I’m not mad, I’m disappointed. That’s it. Like the time you were so drunk you fell down the stairs, rolling through your own vomit before hitting the bottom. Or, when your Mom caught a girl sneaking out of the house at 6am and she wasn’t even good looking. How about when you had to show them your report card with a final grade of 12% in your math class? Just disappointed? You should have been furious.

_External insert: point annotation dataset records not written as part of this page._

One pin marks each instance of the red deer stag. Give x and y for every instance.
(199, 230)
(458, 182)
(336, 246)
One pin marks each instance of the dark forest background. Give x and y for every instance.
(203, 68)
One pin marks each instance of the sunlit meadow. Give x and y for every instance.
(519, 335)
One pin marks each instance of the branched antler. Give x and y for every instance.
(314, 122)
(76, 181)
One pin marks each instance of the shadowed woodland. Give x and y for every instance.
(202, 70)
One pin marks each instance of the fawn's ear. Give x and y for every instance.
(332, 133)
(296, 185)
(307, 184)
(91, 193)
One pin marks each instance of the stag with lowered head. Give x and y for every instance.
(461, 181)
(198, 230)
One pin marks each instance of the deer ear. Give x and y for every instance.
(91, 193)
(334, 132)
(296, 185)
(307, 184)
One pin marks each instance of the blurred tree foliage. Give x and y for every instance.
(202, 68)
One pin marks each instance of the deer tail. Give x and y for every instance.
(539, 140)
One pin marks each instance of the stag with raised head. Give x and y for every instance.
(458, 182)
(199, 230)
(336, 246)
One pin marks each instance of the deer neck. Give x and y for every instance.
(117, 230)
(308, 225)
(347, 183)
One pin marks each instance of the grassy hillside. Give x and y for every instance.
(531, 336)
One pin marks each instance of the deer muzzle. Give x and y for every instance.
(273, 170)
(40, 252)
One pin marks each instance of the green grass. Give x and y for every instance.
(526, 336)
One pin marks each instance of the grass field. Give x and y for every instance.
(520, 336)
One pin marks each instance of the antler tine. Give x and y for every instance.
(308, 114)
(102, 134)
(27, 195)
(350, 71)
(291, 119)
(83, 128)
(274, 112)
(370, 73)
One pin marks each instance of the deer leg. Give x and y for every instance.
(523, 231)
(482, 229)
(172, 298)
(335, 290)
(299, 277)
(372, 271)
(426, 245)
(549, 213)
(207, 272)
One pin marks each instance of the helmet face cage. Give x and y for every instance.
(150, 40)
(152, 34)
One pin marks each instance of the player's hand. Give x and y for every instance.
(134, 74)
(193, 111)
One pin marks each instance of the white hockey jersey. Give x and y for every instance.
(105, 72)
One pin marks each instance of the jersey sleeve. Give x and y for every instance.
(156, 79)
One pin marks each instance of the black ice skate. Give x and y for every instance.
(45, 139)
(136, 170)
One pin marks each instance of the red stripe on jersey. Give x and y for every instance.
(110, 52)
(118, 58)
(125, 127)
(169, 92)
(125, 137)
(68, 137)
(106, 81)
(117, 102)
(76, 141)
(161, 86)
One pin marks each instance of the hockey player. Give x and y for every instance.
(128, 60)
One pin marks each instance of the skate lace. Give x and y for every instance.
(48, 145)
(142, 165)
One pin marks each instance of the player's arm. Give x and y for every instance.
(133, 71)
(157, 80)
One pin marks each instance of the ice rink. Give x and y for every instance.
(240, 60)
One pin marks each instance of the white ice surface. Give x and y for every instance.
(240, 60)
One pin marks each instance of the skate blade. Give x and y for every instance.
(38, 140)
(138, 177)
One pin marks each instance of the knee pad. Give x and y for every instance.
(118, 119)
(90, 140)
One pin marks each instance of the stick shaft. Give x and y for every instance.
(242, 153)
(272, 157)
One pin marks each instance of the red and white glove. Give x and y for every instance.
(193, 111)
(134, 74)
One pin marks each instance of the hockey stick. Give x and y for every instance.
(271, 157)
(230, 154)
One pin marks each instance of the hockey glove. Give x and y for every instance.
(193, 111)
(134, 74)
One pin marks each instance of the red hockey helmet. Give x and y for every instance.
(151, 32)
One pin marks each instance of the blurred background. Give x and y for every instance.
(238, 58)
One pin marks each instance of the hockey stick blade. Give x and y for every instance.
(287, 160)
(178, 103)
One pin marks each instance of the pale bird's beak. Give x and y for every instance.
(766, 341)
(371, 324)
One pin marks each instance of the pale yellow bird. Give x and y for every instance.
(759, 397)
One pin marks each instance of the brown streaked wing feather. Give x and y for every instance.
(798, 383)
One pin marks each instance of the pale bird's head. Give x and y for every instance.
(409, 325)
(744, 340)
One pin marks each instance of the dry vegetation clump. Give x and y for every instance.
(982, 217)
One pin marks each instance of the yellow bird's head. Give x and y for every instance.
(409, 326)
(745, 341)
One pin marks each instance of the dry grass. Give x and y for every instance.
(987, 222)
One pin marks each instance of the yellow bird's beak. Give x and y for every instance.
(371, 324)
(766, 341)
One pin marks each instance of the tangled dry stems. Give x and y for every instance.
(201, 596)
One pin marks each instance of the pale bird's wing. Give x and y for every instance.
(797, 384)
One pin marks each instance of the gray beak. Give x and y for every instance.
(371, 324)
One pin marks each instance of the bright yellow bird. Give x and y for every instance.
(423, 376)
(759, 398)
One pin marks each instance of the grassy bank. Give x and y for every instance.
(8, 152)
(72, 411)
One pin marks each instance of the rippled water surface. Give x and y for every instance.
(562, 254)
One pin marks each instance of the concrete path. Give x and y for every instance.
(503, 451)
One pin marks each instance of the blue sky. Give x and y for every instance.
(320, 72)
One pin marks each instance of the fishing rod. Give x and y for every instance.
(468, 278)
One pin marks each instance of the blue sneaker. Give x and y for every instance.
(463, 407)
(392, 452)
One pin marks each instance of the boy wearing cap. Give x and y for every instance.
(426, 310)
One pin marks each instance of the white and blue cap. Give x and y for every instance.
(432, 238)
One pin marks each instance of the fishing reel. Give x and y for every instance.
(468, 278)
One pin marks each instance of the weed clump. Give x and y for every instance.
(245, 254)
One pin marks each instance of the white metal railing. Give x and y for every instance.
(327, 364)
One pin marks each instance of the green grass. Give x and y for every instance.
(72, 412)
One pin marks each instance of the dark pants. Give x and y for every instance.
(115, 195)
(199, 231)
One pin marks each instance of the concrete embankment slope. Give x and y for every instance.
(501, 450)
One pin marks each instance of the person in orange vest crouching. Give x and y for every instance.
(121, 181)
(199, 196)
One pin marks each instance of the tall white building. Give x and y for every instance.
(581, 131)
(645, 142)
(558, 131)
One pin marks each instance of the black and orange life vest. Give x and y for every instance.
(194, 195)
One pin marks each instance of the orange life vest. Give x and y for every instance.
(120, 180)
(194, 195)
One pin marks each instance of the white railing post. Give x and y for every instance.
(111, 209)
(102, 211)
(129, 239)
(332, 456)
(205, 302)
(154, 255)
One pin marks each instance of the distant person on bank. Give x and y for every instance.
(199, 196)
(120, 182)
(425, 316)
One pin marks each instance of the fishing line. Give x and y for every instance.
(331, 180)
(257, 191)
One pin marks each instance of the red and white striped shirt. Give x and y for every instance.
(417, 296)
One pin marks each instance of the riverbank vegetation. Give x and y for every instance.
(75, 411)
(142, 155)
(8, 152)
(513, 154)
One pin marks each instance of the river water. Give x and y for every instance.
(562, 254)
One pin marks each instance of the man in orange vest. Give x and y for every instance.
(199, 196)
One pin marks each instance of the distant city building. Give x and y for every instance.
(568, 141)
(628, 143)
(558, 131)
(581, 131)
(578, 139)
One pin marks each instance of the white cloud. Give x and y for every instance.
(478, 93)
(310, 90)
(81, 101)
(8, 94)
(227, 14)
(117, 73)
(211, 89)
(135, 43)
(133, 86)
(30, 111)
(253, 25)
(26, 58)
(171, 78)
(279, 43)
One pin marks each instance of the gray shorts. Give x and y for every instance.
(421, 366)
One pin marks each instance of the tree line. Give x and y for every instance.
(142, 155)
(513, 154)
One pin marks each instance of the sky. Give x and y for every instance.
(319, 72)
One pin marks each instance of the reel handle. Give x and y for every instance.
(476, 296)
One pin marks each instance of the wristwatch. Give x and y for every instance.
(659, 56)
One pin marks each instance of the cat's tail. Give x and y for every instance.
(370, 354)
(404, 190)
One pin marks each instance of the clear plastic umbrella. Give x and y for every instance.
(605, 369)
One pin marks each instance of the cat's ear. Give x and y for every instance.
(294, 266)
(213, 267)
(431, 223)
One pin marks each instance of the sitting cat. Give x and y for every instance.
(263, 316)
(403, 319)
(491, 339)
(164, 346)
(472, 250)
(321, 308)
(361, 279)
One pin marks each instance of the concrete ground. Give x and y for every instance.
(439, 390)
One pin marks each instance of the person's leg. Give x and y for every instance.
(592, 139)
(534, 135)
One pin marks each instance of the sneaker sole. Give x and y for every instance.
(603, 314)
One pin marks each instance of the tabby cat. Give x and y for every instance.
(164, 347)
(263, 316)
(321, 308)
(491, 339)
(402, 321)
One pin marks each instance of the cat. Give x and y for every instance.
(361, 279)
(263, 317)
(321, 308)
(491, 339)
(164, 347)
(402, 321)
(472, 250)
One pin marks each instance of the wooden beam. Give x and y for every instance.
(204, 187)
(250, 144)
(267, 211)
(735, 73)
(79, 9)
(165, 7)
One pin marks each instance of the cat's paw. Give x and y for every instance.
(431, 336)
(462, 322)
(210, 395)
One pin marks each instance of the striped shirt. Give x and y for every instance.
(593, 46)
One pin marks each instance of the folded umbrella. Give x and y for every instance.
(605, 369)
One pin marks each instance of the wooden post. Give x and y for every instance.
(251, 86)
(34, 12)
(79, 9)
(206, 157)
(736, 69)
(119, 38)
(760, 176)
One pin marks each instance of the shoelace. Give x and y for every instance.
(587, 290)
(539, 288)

Anyone who still harbored the misguided notion that we could somehow, despite the futility of our attempts, sneak into a Champions League spot by the time May rolled around can shut your gob right now. A wonder goal from Sebastián Coates, a simple second from Dirk Kuyt, more chances than mathematically possible to calculate and no less than 11 corner kicks in 25 minutes and still we can’t string together 2 back to back wins in the league. 3 unanswered goals, one of them from former Liverpool striker Djibril Cisse, and just like that we throw another “easy” one away.
If you don’t laugh, you’ll cry. Far past the point of embarrassment, bordering on psychosis. No chance to save your pride today.
I still believe. In the club. In Kenny. In the players and everything I did before having my testicles kicked into my throat, but what the hell is going on? Time for bed. Now.
–steven.
I am not convinced by Kenny, 20 years out of the game and it shows, Roy Hodgson would have been booed off
Bring back Rafa. I knew the moment we sacked the great man we were in trouble.
Time to drop Carroll and Adam – play Morgan and Shelvey…they can’t be any worse than the lumbering parking bollards we currently have in midfield and attack…
The consistency in Liverpool’s results has been the worst thing this season. You literally couldn’t put a bet on them this season without the risk of it not coming off. To lose 3-2 after being 2-0 up should never happen to a team who supposedly have ambitions of qualifying for the Champions League again.